Si « comparaison n’est pas raison », on peut néanmoins tirer un éclaircissement de la représentation hydraulique des phénomènes électriques. Deux fioles à niveau étant réunies par un tube large se mettront en équilibre par une série d’oscillations, si, pour une cause quelconque le liquide est dénivelé, tandis que, si le tube est étranglé, l’égalité de hauteur se rétablira par un mouvement lent et asymptotique. De même dans certaines conditions de capacité et de résistance efficace, d’un système composé de deux boules séparées par un petit intervalle, une décharge électrique passant d’une boule à l’autre sera asymptotique, tandis qu’elle sera oscillatoire dans d’autres cas.
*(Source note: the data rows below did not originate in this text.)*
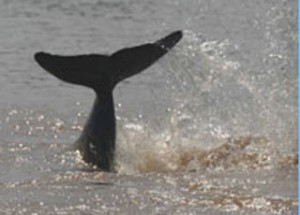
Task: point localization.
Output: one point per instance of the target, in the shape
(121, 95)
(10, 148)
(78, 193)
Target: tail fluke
(103, 72)
(130, 61)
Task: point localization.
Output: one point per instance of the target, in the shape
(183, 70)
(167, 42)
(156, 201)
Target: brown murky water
(209, 129)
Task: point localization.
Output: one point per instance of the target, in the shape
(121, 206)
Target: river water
(209, 129)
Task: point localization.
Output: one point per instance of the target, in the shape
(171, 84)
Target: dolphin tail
(103, 72)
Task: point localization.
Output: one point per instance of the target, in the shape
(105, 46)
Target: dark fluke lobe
(102, 73)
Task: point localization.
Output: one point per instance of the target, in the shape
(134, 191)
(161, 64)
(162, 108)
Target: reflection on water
(210, 129)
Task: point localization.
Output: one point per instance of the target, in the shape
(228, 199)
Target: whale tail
(102, 73)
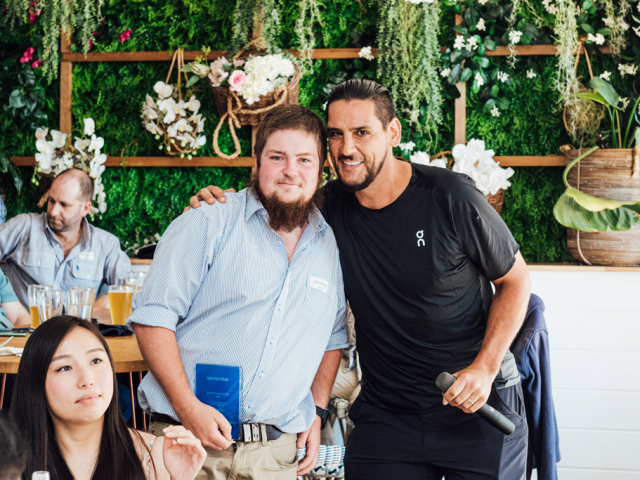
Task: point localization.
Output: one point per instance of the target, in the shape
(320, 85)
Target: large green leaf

Lorsque les oscillations atteignent le nombre de plusieurs centaines de millions par seconde, les effets d’induction deviennent considérables, et l’action, se propageant avec une vitesse de 300000 kilomètres par seconde, produit dans l’espace des stries de tension, analogues aux ondes sonores dans l’air ou dans un autre corps. Ces ondes ne se propagent pas dans les conducteurs ; elles glissent à leur surface lorsqu’elles leur sont tangentes, ou se réfléchissent lorsqu’elles les coupent. Surtout elles peuvent, comme les ondes sonores, produire des ventres et des nœuds fixes si elles reviennent sur elles-mêmes.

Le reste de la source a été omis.